The Hanford Native is the first Californian and Latino to lead Fresno State. During a news conference inside the campus library, he said he was excited to return to the Central Valley and continue building on efforts that focus on student success.
"I'm very excited about being here, it's an incredible privilege to serve as president of the university and to be able to do it in your own home area just adds that extra special feeling," said Castro.
"We've done an incredible job of attracting and graduating so many students, especially those who are first-generation to college. And that's actually something that really attracted me to this role is the fact there's so many of those students who are coming from all around the Valley."
Castro said it's an exciting time to join the administration. The California State budget is showing signs of improvement and he expects to kick off the year with record-breaking enrollment. Some 22,710 students are expected to attend in the Fall, that's about 150 more than last year. The number of first-time freshman and upper division transfer students is also predicted to reach an all-time high. But Castro was particularly emotional over the amount of first-generation college students choosing to go to Fresno State and had a message for the Valley's youth.
"No matter whether your family has a lot of money or a little money; no matter if you live in a large house or a small house; or if you would be the first in your family to attend and graduate from college; your future is bright," Castro said. "Because the future of our youth is so bright, so is the future of this great Central Valley."
Those words resonated with Associated Student President Moses Menchaca, who's also a Valley native and is the first in his family to attend college.
The two spent the lunch hour discussing the goals of ASI and how they can collaborate to improve students overall experience at the university.

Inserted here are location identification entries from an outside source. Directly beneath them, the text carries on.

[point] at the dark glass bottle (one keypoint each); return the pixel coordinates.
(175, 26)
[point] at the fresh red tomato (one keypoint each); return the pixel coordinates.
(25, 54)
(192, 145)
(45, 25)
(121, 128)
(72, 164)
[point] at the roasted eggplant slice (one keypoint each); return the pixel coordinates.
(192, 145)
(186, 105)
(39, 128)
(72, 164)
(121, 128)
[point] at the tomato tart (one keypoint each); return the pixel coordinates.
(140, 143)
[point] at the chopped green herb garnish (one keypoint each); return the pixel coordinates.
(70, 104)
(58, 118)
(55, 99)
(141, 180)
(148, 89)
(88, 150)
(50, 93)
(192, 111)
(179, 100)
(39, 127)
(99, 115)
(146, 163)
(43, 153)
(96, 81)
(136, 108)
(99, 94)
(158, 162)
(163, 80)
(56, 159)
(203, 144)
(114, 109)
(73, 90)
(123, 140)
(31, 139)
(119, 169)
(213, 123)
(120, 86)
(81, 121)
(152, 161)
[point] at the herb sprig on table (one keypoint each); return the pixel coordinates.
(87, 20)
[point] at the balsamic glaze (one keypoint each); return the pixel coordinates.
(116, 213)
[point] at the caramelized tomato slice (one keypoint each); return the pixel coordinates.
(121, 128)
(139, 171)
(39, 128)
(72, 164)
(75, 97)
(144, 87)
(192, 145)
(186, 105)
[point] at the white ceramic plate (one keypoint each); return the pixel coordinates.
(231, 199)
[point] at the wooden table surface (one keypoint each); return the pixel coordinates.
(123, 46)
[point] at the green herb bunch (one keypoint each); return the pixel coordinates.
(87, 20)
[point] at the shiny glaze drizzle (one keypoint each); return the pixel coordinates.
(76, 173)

"I think he's more in touch with students. President Welty did an amazing job and now I'm excited to see the amazing work Castro will continue to do," said Menchaca. "One thing I've heard a lot from students is his ability to tweet back to students and I realize I need to get a twitter account now to keep up with President Castro."
Castro invited others to follow him on Twitter and said he planned to use the technology to build a larger community.
When asked what his first priorities are as University President, he said the search for a new Provost is high on the list. Interim Provost Andrew Hoff delayed his retirement until the university fills the position vacated when William Covino was appointed by CSU Trustees as President of CSU Los Angles in May.
The national search for a new provost will kick off in September with the hopes of appointing someone in the spring.
In the meantime, Castro will begin moving his wife Mary and their two-year-old son into the University House on Saturday. He will make his first address to the campus community on Aug. 19 at the Save Mart Center in this year's Fall Faculty and Staff Assembly.